The first time I saw alternative rock band OK Go in concert was magical. That night in June 2014 was one to remember, as it was my first time going to a concert alone. Despite being wedged between several older fans with beers in their hands, I was still enamored with the frequent bursts of confetti that were shot out from the stage during each song and the wild lighting techniques.
So as I got off at the Addison Red Line stop on April 3 to go to The Metro (3730 N. Clark St.) for another OK Go performance, I worried that I’d be unimpressed by the same tricks the band brought to last year’s performance.
Like last year, there were showers of confetti and multi-colored lighting that reflected off each screaming fan. But my worries were quickly cast away because the second time seeing OK Go proved to be just as magical as the first. The night was nowhere near boring, despite the band using the same techniques in their previous concert.
Waiting hours for a headlining band can build up a lot of impatience. For my first OK Go concert, I mistakenly arrived almost two hours early (which is inconvenient when you’re by yourself, under the drinking age and quickly losing all your lives on Candy Crush).
On April 3, many concertgoers arrived early to claim a good spot and therefore shared my pain of having to wait a long time before seeing the band. The opening act, alternative rocker Brede Baldwin, took the stage at 9 p.m. Although the young teen’s smooth voice kicked off the night on a high note, the crowd seemed anxious to see OK Go, who didn’t take the stage until 10:15 p.m.
During the set change, a white curtain unrolled from the ceiling and covered the front of the stage. Twenty minutes later, OK Go’s opening video projected onto the screen. Depicting several short scenes from various movies of actors saying “OK” and then “go,” the short video sped up and the crowd once again started cheering with anticipation.
From my view in the front row (yes, front row!), I could faintly see the four band members take the stage. The white tarp remained in front of the group while they performed the first two songs. Although the screen portrayed fun, psychedelic graphics, the audience was still itching to see the band. Finally, during the second song, the tarp unfurled and the first round of confetti shot out of cannons on both sides of the stage. The crowd screamed, and the excitement didn’t die down throughout the band’s entire performance.

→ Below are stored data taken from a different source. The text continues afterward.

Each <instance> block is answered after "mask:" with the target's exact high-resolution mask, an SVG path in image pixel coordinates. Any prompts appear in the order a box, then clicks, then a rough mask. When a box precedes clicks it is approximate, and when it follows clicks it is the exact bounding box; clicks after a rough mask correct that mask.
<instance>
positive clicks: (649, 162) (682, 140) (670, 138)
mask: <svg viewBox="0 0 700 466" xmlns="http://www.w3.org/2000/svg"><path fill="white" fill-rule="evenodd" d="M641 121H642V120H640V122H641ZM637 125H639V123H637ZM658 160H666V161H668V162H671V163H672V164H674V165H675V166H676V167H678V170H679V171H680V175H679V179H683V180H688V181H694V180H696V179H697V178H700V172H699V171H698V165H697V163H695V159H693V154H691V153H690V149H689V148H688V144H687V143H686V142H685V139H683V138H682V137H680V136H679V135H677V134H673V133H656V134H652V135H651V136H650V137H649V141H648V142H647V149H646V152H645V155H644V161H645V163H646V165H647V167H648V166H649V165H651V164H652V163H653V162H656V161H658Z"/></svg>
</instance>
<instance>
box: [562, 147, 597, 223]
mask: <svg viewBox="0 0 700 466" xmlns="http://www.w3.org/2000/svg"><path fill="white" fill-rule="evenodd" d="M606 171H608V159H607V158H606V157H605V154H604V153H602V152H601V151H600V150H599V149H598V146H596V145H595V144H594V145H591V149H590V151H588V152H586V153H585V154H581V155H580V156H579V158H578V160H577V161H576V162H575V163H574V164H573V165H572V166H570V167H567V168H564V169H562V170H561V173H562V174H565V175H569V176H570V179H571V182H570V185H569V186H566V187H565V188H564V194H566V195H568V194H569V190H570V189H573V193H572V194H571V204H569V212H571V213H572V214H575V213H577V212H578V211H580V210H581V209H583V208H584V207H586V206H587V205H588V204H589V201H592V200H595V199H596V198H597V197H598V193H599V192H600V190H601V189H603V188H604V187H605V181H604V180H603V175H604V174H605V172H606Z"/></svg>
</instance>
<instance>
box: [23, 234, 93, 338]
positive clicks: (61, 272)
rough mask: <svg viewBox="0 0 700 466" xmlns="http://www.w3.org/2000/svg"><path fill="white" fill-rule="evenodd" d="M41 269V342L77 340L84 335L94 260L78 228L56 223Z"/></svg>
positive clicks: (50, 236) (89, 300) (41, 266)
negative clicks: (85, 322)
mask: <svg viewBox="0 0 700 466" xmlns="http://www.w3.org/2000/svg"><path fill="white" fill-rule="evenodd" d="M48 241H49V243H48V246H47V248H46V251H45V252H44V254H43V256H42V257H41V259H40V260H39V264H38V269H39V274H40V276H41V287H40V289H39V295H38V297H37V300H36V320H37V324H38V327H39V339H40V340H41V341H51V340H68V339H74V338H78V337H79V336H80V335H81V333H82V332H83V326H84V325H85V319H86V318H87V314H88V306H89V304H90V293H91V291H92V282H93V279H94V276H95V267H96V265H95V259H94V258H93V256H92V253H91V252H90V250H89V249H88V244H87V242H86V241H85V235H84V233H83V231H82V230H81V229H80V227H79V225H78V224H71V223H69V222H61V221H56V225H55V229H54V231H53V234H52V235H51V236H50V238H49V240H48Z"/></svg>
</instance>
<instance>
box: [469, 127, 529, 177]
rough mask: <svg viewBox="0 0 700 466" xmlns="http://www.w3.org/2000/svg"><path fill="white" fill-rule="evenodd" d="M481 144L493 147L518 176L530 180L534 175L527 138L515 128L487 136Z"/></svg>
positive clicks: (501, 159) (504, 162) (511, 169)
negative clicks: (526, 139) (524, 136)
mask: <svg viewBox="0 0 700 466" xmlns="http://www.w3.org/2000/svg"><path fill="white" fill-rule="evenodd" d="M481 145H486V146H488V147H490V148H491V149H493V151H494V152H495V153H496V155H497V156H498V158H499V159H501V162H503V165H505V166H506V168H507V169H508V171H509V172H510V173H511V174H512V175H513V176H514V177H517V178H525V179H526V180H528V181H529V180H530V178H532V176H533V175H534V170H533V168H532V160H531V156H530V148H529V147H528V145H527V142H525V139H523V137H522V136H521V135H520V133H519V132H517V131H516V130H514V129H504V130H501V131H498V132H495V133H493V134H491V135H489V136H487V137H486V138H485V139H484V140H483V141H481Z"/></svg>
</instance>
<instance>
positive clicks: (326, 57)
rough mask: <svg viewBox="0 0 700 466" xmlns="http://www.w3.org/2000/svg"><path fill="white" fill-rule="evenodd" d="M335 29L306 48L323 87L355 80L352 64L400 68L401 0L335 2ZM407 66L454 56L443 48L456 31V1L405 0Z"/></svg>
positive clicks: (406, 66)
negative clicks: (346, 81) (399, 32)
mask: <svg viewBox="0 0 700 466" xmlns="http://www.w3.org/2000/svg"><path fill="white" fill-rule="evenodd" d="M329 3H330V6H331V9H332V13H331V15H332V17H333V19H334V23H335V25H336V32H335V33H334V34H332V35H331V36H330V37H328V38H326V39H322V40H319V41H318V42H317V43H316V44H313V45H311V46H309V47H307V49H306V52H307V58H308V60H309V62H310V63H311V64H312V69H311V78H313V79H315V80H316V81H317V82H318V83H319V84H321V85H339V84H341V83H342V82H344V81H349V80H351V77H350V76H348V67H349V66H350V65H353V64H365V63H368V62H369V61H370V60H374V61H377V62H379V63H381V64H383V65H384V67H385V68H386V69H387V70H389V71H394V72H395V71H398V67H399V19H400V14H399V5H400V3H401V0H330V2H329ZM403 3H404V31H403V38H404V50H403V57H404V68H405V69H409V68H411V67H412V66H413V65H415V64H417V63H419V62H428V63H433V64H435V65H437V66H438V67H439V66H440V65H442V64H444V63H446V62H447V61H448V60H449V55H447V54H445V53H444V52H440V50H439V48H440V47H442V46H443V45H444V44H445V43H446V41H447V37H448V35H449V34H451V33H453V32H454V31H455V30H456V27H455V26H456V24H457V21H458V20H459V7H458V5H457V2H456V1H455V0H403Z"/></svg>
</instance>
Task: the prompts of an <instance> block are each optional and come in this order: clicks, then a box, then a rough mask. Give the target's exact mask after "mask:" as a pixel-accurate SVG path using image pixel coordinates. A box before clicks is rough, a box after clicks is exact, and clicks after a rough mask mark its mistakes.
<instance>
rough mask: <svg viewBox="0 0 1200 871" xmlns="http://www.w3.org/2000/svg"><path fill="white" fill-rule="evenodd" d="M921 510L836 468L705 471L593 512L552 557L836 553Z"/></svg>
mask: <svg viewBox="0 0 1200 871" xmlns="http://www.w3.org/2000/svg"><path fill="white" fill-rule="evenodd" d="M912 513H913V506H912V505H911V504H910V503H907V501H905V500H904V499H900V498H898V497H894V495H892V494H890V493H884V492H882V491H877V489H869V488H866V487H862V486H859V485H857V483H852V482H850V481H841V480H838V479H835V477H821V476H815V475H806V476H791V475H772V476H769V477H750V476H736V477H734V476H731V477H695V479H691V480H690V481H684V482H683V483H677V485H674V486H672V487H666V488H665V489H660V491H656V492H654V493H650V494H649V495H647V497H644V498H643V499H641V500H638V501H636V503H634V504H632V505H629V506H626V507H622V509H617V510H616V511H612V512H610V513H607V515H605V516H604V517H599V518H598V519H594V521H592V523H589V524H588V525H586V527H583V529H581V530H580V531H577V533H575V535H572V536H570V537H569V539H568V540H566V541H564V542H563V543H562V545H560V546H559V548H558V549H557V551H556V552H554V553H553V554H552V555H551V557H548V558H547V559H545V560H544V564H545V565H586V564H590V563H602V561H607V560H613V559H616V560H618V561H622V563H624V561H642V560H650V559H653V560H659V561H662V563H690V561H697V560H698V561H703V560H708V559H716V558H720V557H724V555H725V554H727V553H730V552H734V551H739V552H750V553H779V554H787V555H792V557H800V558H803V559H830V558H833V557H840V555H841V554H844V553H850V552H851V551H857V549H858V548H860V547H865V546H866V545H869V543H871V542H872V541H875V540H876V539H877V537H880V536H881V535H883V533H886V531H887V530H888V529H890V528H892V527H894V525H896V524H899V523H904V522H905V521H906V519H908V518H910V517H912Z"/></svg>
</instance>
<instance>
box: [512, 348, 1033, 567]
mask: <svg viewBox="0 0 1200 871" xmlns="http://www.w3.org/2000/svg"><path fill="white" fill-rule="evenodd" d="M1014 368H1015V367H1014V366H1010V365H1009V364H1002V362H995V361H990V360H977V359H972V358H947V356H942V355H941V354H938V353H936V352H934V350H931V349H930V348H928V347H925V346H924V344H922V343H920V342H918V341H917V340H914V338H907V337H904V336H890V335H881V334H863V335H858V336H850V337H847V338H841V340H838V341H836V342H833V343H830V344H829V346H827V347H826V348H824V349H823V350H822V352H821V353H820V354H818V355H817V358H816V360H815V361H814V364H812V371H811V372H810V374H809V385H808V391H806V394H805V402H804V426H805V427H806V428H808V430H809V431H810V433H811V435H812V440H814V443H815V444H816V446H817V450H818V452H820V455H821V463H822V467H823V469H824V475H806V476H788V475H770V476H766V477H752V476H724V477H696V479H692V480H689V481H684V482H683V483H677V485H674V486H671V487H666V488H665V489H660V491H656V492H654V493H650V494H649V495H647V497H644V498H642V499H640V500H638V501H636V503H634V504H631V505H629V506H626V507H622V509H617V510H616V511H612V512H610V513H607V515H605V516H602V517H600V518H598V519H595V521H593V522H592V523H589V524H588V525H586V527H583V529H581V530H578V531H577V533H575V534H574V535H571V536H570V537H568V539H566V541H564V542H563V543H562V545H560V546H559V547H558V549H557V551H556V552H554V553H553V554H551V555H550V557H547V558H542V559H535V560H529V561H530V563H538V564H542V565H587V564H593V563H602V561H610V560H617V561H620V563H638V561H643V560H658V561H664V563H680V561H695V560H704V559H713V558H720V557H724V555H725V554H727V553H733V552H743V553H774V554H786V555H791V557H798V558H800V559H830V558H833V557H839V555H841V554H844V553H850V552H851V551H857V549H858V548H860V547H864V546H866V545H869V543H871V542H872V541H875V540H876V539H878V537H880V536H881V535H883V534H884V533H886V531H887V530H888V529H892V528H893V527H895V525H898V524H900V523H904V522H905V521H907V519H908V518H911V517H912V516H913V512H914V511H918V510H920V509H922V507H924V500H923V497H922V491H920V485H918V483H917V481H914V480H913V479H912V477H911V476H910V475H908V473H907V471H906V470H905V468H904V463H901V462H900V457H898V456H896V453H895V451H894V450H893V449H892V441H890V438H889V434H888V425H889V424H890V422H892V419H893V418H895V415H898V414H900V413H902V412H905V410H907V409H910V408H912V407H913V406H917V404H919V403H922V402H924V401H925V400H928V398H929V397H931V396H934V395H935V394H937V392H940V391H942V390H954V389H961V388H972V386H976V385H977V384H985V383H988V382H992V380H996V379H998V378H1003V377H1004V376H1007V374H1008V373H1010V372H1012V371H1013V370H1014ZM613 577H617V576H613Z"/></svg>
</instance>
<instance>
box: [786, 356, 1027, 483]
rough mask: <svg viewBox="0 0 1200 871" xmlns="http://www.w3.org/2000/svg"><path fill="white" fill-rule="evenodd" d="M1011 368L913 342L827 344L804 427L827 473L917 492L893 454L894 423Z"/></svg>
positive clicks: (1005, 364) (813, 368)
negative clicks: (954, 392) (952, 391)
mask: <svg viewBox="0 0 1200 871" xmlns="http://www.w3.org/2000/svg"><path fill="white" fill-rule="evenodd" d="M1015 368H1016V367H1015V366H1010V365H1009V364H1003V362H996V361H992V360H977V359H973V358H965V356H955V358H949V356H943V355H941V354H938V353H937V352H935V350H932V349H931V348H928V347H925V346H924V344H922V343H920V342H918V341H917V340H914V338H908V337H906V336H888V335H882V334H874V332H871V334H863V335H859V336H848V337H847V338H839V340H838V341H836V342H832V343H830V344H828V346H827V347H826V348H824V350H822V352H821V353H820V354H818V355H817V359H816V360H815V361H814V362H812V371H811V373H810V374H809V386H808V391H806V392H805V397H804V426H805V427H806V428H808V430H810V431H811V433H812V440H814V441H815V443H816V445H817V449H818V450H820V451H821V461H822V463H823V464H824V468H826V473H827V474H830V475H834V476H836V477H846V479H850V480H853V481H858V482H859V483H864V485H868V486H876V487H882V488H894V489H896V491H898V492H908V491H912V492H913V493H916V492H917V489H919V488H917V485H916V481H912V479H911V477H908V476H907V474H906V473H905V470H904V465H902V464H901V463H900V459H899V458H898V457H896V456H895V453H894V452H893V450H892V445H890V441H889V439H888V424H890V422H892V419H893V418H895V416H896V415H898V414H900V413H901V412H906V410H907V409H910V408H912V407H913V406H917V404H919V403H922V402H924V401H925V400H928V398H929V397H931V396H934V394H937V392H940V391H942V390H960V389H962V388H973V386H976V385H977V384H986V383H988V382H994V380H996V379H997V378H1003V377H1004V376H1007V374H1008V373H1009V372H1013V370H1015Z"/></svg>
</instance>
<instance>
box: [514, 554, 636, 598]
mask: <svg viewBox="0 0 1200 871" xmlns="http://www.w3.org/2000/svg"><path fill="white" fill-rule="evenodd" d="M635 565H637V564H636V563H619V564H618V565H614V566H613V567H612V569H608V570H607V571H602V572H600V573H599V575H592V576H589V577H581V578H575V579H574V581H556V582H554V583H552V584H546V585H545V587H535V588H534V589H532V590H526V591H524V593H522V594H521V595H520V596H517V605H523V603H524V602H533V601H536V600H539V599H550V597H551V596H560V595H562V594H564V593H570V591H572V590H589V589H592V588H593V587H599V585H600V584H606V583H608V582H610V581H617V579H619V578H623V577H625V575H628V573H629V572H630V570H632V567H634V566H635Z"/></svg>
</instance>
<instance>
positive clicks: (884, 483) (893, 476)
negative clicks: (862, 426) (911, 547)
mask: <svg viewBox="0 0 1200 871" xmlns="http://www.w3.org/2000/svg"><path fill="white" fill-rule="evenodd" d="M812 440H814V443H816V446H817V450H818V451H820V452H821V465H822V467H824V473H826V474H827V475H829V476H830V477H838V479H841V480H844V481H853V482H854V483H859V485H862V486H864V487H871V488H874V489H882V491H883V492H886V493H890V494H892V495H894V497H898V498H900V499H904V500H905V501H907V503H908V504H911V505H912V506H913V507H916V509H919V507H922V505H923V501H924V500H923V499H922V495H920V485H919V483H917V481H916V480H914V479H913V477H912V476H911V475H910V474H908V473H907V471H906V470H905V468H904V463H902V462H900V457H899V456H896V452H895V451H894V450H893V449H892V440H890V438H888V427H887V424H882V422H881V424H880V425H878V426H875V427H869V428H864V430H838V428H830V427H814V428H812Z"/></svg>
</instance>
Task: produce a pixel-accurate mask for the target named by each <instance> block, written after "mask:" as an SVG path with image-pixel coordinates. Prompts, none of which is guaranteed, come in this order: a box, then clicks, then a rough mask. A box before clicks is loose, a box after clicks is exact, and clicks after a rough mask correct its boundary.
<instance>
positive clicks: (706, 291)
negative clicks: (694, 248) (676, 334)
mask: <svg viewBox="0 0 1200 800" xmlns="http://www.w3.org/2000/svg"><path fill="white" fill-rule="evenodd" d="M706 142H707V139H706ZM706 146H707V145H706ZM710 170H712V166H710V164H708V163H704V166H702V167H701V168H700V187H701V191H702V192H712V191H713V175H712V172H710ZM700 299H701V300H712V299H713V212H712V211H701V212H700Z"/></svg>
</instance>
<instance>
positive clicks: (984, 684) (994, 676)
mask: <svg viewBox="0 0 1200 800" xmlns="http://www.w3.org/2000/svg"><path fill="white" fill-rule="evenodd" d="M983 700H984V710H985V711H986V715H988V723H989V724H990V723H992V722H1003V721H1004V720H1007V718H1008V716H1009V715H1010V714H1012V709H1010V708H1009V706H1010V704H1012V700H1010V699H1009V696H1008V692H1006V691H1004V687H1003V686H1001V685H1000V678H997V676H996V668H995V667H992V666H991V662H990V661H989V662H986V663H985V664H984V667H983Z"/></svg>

OK Go has one of the best stage personalities and is an expert at getting the crowd hyped up. The band members give off a classic rock ‘n’ roll vibe with some of their early songs such as “Get Over It.” But they also aren’t afraid to explore an unorthodox musical genre with songs such as “Obsession,” which features lead singer Damian Kulash tapping a cow bell.
No matter what the the tempo of the song was, each band member radiated an entertaining and young energy (which is surprising since the band has been around since 1998).
The performance also wouldn’t be complete without the band’s witty humor. Kulash often took questions from the audience and always had a snarky reply to the (probably intoxicated) audience members asking, “will you trade shirts with me?” or “did you bring any treadmills?”
The band closed its set with “Turn Up the Radio” off its most recent album Hungry Ghosts, which dropped in October 2014. Yet even as OK Go played the electronic song, the mellow faces of each band member implied that they knew the night was not yet over. Their encore performance included a quirky dance number that had the audience laughing. While the four men interpretively danced and drummer Dan Konopka portrayed a budding flower by rising up from a squat with his arms flailing outward.
To officially end the night, the band played its most famous song, “Here it Goes Again,” as several lucky audience members were invited to dance onstage and streams of confetti poured onto the jumping audience.
Even though it was less than a year ago that I had experienced all the confetti and trippy lights for the first time, OK Go proved that it never disappoints. Its performances are creative with the graphics and lighting choices, and the band members’ hilarious personalities add to the stage presence. Not only would I see OK Go’s concert again, but I would happily attend an OK Go concert every day for the rest of my life.